Выбрать главу

Твардовский счел поведение Фадеева предательством. Дружба рушится — а как нежно они еще недавно называли друг друга в письмах: «Дорогой седой и мудрый Саша!» (Твардовский), «Дорогой мой Сашенька!» (Фадеев). В марте 1956-го Фадеев пишет Твардовскому, по словам последнего, «ужасное письмо», переходит на «вы» и объявляет о разрыве навсегда. 11 мая 1956 года Фадеев скажет Эсфири Шуб: «Даже Твардовский оказался плохим товарищем». Было, как пишет Чуковский, и другое «ужасное письмо» — Твардовского Фадееву: «Осудил его металлургический роман, высмеял его последние речи, и это очень огорчило Фадеева».

Твардовский, к его чести, смог быть выше обиды. 20 мая 1956 года написал: «Конечно, да, если б я мог предполагать этот его конец, я бы всем поступился, чтобы спасти его». Он много думал о Фадееве, переосмысливал произошедшее. Был куда более добросовестен в понимании драмы Фадеева, чем советские и постсоветские литературоведы, хотя имел личные счеты с ним и право на резкую оценку. В «За далью — даль» Твардовский мирится — уже в одностороннем порядке — с Фадеевым. Это о нем строки оттуда:

…Твоя седая, молодая, Крутой посадки голова!

В 1960-е Александр Трифонович не стал печатать в «Новом мире», редактором которого снова стал, главу о Фадееве из мемуаров Эренбурга. Эренбург, счел Твардовский, изобразил Фадеева в «невыгодном и неправильном» свете.

После смерти Сталина наступает самый малоизвестный и самый, может быть, интересный период в биографии Фадеева. Очень важный. Тем более что — финишный.

Смерть Сталина в письме Асе он назовет «ужасным несчастьем, обрушившимся на нашу страну».

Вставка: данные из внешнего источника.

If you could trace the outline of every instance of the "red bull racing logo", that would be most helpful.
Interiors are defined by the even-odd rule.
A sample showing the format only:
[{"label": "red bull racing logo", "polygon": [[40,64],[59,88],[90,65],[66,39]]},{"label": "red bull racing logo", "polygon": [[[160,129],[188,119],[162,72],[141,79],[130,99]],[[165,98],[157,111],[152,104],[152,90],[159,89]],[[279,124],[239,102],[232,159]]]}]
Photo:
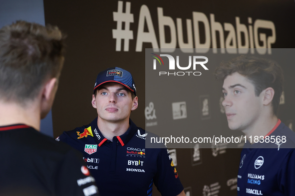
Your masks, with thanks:
[{"label": "red bull racing logo", "polygon": [[97,144],[85,144],[84,151],[89,155],[93,154],[97,150]]},{"label": "red bull racing logo", "polygon": [[87,137],[87,136],[88,136],[88,135],[93,137],[93,134],[92,134],[92,131],[91,131],[91,126],[89,126],[87,129],[84,129],[84,132],[81,134],[80,134],[80,132],[79,131],[77,131],[77,134],[79,135],[79,137],[78,137],[78,139],[81,139],[83,138],[84,137]]}]

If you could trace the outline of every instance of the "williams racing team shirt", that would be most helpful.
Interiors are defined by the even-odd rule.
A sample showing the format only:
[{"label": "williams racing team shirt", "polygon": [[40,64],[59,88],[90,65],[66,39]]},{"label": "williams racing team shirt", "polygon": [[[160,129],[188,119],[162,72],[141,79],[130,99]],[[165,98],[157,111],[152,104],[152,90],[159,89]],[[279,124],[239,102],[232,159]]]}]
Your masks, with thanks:
[{"label": "williams racing team shirt", "polygon": [[131,120],[129,124],[112,142],[98,129],[97,118],[88,125],[64,132],[56,140],[83,153],[101,196],[149,196],[153,183],[162,196],[179,194],[183,187],[168,150],[146,149],[146,136],[152,133]]},{"label": "williams racing team shirt", "polygon": [[247,141],[241,154],[238,196],[295,196],[295,133],[279,120],[268,135],[286,136],[286,142]]}]

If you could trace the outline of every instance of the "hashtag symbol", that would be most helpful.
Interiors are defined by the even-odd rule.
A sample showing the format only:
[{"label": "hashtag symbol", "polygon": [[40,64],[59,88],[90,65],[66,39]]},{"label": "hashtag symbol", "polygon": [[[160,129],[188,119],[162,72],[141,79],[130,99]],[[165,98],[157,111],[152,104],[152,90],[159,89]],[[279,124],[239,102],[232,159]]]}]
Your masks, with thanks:
[{"label": "hashtag symbol", "polygon": [[[117,21],[117,29],[113,29],[113,38],[116,39],[116,51],[121,51],[121,41],[124,39],[124,51],[129,50],[129,40],[133,39],[133,31],[129,30],[130,22],[133,22],[133,14],[130,13],[130,2],[126,2],[126,11],[123,12],[123,1],[118,1],[118,11],[113,12],[114,21]],[[125,29],[122,23],[125,22]]]}]

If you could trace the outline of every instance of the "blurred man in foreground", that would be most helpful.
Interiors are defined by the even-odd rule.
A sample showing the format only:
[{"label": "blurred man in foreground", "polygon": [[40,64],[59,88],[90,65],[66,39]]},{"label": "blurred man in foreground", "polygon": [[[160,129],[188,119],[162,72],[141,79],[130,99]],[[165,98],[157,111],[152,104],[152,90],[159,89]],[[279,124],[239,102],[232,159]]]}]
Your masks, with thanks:
[{"label": "blurred man in foreground", "polygon": [[0,195],[95,196],[79,152],[38,131],[63,64],[57,27],[23,21],[0,29]]}]

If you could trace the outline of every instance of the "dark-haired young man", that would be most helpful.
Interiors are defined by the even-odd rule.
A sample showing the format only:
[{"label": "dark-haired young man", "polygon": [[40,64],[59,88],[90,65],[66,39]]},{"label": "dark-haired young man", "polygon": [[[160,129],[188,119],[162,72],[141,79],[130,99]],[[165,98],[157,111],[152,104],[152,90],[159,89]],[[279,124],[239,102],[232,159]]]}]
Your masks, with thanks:
[{"label": "dark-haired young man", "polygon": [[247,140],[241,153],[238,195],[295,195],[295,133],[278,118],[283,75],[275,62],[241,56],[215,70],[229,128]]},{"label": "dark-haired young man", "polygon": [[91,101],[97,117],[57,138],[81,151],[102,196],[185,196],[169,151],[145,148],[148,134],[129,118],[137,108],[132,76],[118,68],[97,76]]},{"label": "dark-haired young man", "polygon": [[0,29],[0,195],[97,196],[79,152],[38,132],[63,64],[57,27]]}]

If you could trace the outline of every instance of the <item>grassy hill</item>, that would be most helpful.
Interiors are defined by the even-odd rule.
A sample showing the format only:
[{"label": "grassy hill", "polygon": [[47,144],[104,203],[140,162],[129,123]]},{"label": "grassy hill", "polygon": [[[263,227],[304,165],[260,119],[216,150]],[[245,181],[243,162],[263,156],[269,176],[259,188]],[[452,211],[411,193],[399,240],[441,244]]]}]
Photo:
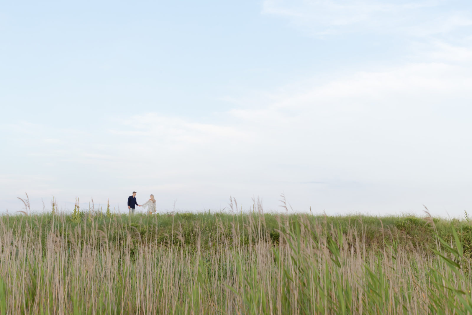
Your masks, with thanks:
[{"label": "grassy hill", "polygon": [[1,314],[472,313],[472,223],[429,216],[0,217]]}]

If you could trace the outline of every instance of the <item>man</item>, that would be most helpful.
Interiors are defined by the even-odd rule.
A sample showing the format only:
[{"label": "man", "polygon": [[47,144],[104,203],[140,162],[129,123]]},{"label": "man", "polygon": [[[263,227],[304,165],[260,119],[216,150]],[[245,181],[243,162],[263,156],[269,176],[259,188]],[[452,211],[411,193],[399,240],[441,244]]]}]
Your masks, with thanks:
[{"label": "man", "polygon": [[133,191],[133,196],[128,197],[128,209],[129,209],[130,215],[135,214],[135,207],[136,205],[141,206],[141,204],[138,204],[138,203],[136,202],[136,192]]}]

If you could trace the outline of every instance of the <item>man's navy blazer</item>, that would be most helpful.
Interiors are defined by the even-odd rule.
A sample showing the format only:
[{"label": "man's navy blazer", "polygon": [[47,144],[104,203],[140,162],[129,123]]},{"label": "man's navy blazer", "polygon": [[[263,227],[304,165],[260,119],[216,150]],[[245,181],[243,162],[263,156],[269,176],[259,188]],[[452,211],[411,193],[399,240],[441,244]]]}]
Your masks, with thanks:
[{"label": "man's navy blazer", "polygon": [[134,209],[135,207],[135,206],[137,205],[138,203],[136,202],[136,197],[133,197],[132,196],[128,197],[128,205],[129,206],[130,208]]}]

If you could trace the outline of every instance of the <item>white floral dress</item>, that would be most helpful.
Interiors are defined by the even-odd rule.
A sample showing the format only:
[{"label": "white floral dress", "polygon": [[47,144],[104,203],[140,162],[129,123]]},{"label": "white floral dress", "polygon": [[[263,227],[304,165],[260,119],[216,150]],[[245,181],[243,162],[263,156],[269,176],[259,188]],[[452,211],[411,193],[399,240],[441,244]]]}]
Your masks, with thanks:
[{"label": "white floral dress", "polygon": [[152,202],[152,200],[148,200],[141,205],[143,207],[147,207],[148,212],[153,213],[156,212],[156,203]]}]

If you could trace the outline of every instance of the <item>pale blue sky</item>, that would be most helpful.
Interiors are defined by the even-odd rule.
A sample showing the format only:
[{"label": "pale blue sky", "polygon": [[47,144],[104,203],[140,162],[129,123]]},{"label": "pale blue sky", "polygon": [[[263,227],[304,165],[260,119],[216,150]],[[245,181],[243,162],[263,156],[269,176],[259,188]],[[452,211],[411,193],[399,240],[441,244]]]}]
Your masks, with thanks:
[{"label": "pale blue sky", "polygon": [[[17,1],[0,8],[1,211],[462,215],[472,3]],[[48,206],[49,208],[49,205]]]}]

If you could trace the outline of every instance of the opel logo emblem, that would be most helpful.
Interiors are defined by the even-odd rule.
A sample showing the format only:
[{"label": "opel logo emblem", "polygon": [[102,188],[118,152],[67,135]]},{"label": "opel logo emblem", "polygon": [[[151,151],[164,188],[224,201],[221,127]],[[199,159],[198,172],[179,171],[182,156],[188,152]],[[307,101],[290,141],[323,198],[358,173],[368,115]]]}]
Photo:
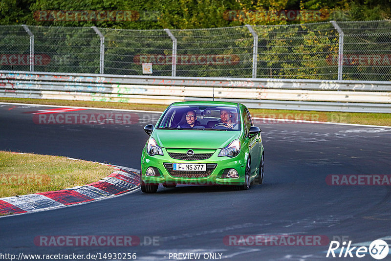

12 марта 1953 года в «Правде» выходит статья Фадеева «Гуманизм Сталина». 14 марта по поводу этой статьи ему напишет Пастернак: «Это тело в гробу с такими исполненными мысли и впервые отдыхающими руками вдруг покинуло рамки отдельного явления и заняло место какого-то как бы олицетворенного начала, широчайшей общности, рядом с могуществом смерти и музыки, могуществом подытожившего себя века и могуществом пришедшего ко гробу народа. Каждый плакал теми безотчетными и несознаваемыми слезами, которые текут и текут, а ты их не утираешь, отвлеченный в сторону обогнавшим тебя потоком общего горя, которое задело за тебя, проволоклось по тебе и увлажило тебе лицо и пропитало собою твою душу…»

Оба, без сомнения, были искренни.

У обоих, что интересно, не сложились отношения с «травоядным» Хрущевым — а со Сталиным они как-то уживались. Травля Пастернака, его вынужденный отказ от Нобелевской премии — это уже хрущевское время…

Фадеев задолго до XX съезда и «оттепели» начинает выступать против сложившейся системы управления искусством в стране. Еще в феврале 1950 года на пленуме правления СП он произносит речь «За коллегиальное руководство литературой!». Называет гарантией от ошибок — коллективность: время «вожачков» прошло.

Либединский вспоминает: в феврале 1953 года Фадеев говорил, что неправильно, если оценку книгам дает один человек, пусть даже Сталин. Предлагал «наладить основательное изучение читательских оценок», «серьезные общественные обсуждения каждого художественного произведения по его выходе». Вот настоящий Фадеев. Демократ — в самом прямом и хорошем смысле этого слова.

В мае 1953 года пишет Суркову о необходимости перестройки СП: «Чтобы все ведущие писатели страны, те 30–50 человек, на которых и в центре и в республиках фактически лежит все „бремя руководства“ Союзом писателей, были по меньшей мере на четыре пятых высвобождены от этого бремени и чтобы их творческая работа, их собственная работа над собственными произведениями стала их главной деятельностью».

Это он, конечно, и о себе.

Дальше: «Советская литература по своему идейно-художественному качеству, а в особенности по мастерству за последние 3–4 года не только не растет, а катастрофически катится вниз… Проза художественная пала так низко, как никогда за время существования советской власти. Растут невыносимо нудные, скучные до того, что скулы набок сворачивает, романы, написанные без души, без мысли…»

В. Герасимова пишет, как после смерти Сталина Фадеев на закрытом партсобрании московских писателей предложил распустить СП, заменив его чем-то вроде творческого клуба: «Боже, какую ярость вызвало это предложение! Бездарные люди, которые уже пристроились к административному пирогу Союза, в первую очередь накинулись на него… Саша был буквально оплеван: сидел, краснея шеей и лицом, изредка нервически мигая острым своим и сердитым голубым глазом». Потом ушел — один. «Совсем один, как и был всё последнее время».